SiC nanofiber reinforced porous ceramic hollow fiber membranes

Abstract

Brittleness is the main obstacle for commercial implementation of ceramic hollow fiber membranes. Here we report the reinforcement of porous alumina hollow fiber membranes by using commercial SiC nanofibers. The SiC reinforced alumina hollow fiber membranes were produced by the polymer-assisted phase inversion method and subsequent removal of the polymer and sintering at high temperatures. The effects of the amounts of SiC nanofibers (2.5–10.0 wt%) on the mechanical strength, microstructure and water flux of the hollow fiber membranes were investigated.
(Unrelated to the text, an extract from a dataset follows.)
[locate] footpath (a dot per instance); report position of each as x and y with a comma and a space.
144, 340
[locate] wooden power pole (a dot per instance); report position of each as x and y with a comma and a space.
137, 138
The results showed that without addition of SiC nanofibers, the maximum bending strength was about 154 MPa for the porous alumina hollow fiber sintered at 1510 °C. However, the maximum bending strength of the reinforced membrane reached 218 MPa, in which 5 wt% SiC was incorporated and sintered at 1450 °C; in other words, a 40% improvement in bending strength was achieved. After being sintered at 1450 °C, the 5% SiC reinforced membrane exhibits a porosity of 41.7% and a peak pore size of 1.35 μm whereas the pure alumina membrane has a porosity of 37.5% and a peak pore size of 1.25 μm; the former shows a water permeability of 7.99 L m⁻² h⁻¹ kPa⁻¹, which is 3.3 times higher than that of the latter. Therefore, the ceramic nanofiber reinforcement is promising for the development of high-performance ceramic hollow fiber membranes for practical applications.